Anne Flynn Wear//Assistant Managing Editor//February 3, 2020

As we look forward to the coming of warmer weather, many consumers consider purchasing new outdoor furniture. But, for those who want the benefit of enjoying outdoor furnishings without the hassle of where to store it during the long winter months, subscription furniture might be the answer.

Several new furniture subscription services have popped up over the past few years including CasaOne, Feather, Fernish, Inhabitr, Oliver Space and The Everset. Most of these companies offer services for consumers in larger metropolitan areas on the coasts, but Inhabitr offers its service in some smaller Midwestern cities such as Indianapolis and Madison, Wis.

Inhabitr co-founder Ankur Agrawal said that in Chicago, his company has many consumers, especially those in high rise apartments, who rent patio furniture for their balconies from May to Sept. The company delivers the furniture in early May and picks it up at the end of September.
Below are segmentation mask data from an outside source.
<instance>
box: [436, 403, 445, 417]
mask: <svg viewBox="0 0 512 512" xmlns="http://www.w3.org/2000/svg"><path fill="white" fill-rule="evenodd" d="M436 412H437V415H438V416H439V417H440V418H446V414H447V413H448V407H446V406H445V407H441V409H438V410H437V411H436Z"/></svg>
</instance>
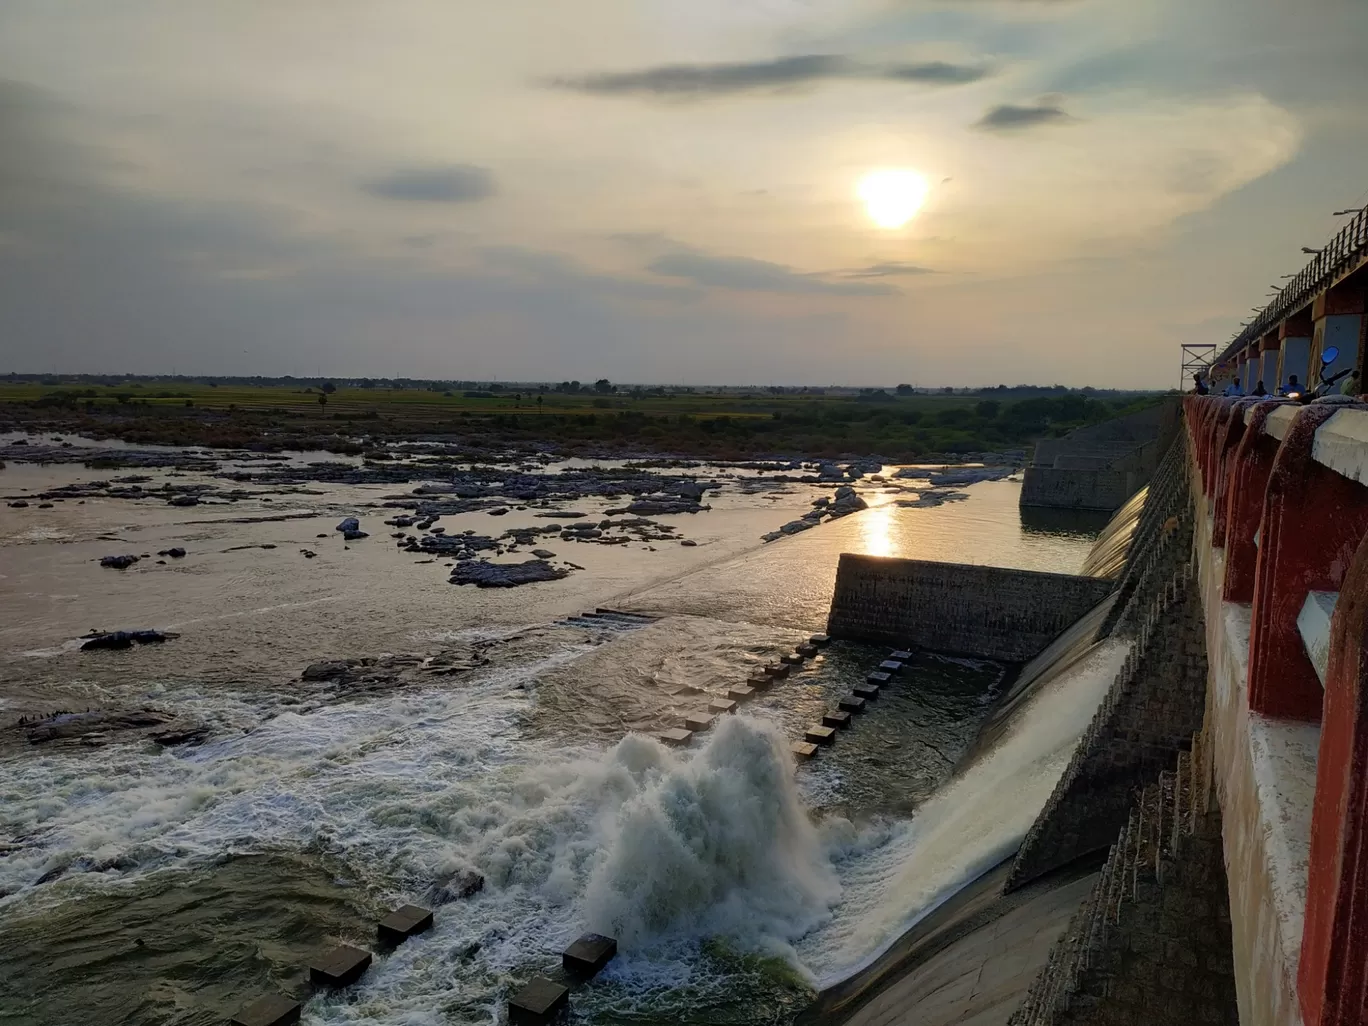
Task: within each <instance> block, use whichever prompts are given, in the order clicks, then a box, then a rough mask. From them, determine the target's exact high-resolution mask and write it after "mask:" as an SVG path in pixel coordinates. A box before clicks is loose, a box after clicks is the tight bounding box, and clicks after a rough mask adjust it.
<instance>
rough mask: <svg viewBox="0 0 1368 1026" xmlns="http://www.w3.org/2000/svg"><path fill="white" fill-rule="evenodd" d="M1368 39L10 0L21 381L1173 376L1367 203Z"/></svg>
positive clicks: (768, 4)
mask: <svg viewBox="0 0 1368 1026" xmlns="http://www.w3.org/2000/svg"><path fill="white" fill-rule="evenodd" d="M1365 40H1368V4H1365V3H1363V0H1305V3H1298V4H1290V3H1286V0H1205V3H1193V0H1155V1H1142V3H1118V1H1116V0H1107V1H1104V0H631V1H629V0H561V1H560V3H551V1H549V0H498V1H497V3H473V1H471V0H446V1H445V3H440V1H436V0H432V1H427V0H383V3H382V1H380V0H372V1H371V3H356V1H353V0H294V1H291V0H276V1H274V3H267V1H265V0H197V1H196V3H189V1H187V0H164V1H160V3H156V1H152V0H90V1H89V3H75V1H66V0H33V1H27V0H0V372H7V371H21V372H36V371H92V372H97V371H98V372H109V371H130V372H142V373H149V372H171V371H176V372H181V373H268V375H276V373H295V375H316V373H324V375H338V376H342V375H376V376H401V375H406V376H424V378H460V379H491V378H497V379H505V380H509V379H512V380H553V379H554V380H560V379H565V378H579V379H586V380H592V379H595V378H601V376H607V378H610V379H613V380H614V382H677V383H689V384H700V383H728V382H754V383H807V384H825V383H856V384H891V383H896V382H912V383H917V384H951V383H953V384H996V383H999V382H1003V383H1008V384H1011V383H1018V382H1030V383H1056V382H1057V383H1063V384H1094V386H1100V387H1168V386H1172V384H1176V383H1178V364H1179V356H1178V343H1179V342H1215V343H1218V345H1223V343H1224V342H1227V341H1228V339H1230V337H1231V335H1233V334H1234V332H1235V331H1237V330H1238V324H1239V321H1242V320H1245V319H1246V316H1248V315H1249V312H1250V306H1254V305H1261V304H1263V302H1265V301H1267V293H1268V286H1270V283H1274V282H1276V280H1278V276H1279V275H1282V274H1289V272H1291V271H1295V269H1298V268H1300V267H1301V265H1302V263H1304V261H1305V260H1306V257H1305V256H1302V254H1301V252H1300V248H1301V246H1304V245H1306V246H1319V245H1321V244H1323V242H1324V239H1326V238H1328V237H1330V235H1331V234H1332V233H1334V231H1335V228H1337V226H1338V224H1339V223H1342V222H1343V220H1345V219H1343V218H1334V216H1331V212H1332V211H1337V209H1342V208H1347V207H1358V205H1363V204H1364V202H1368V104H1364V96H1368V60H1364V56H1363V55H1364V41H1365ZM889 170H893V171H906V172H911V176H910V178H904V179H895V185H896V182H903V181H912V182H922V183H925V186H926V196H925V202H923V205H922V207H921V209H919V211H918V212H917V215H915V216H912V218H911V220H907V222H906V224H903V226H902V227H881V226H880V224H878V223H876V220H873V219H871V218H870V215H869V212H867V209H866V207H865V204H863V202H862V198H860V182H862V181H863V179H865V176H866V175H867V174H870V172H871V171H889ZM896 187H899V189H900V187H902V186H896ZM893 198H895V200H897V198H899V197H897V196H895V197H893ZM895 205H896V204H895Z"/></svg>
One of the many ways these new companies are disrupting the retail space is by offering higher-end furniture from places such as West Elm and Pottery Barn, unlike the stereotype of a company that offered lease-to-own options of affordable furnishings.

Census bureau data shows that Millennials under age 35 make the largest proportion of moves. In 2017, they were 19% more likely to move than Americans aged 35 to 54, and 32% more likely to move than Americans 55 or older.

And the founders of these subscription companies say that’s why they started their businesses. Fernish co-founder and Millennial Michael Barlow moved five times in six years with three different roommates. He said the problem started when he didn’t want to invest a lot in furniture and lug it around the country. He teamed up with co-founder Lucas Dickey, who also moved 10 times in a 13-year period.

Another aspect of the subscription model to consider is that it’s environmentally friendly. Feather founder Jay Reno said that he’s hoping to create a circular approach to furniture by reducing its environmental impact so that when the furnishings reach the end of their lifespan, his company either donates it or recycles it to close the loop.

For its part, Oliver Space offers what it calls “hyper-personalized, concierge-like experience in the design process” since many Millennials request tips for how to design their space and advice on what items to choose without having to hire an interior designer.

And what about if the furniture needs to accommodate a larger group for a very short amount of time?

Many of the companies say that consumers are trading out their smaller tables for larger ones just for November and December to accommodate all visiting family members at one large table during the holidays.

In a final blow to tradition, subscription furniture might mean an end to the need for the infamous “kids’ table” for Thanksgiving dinner.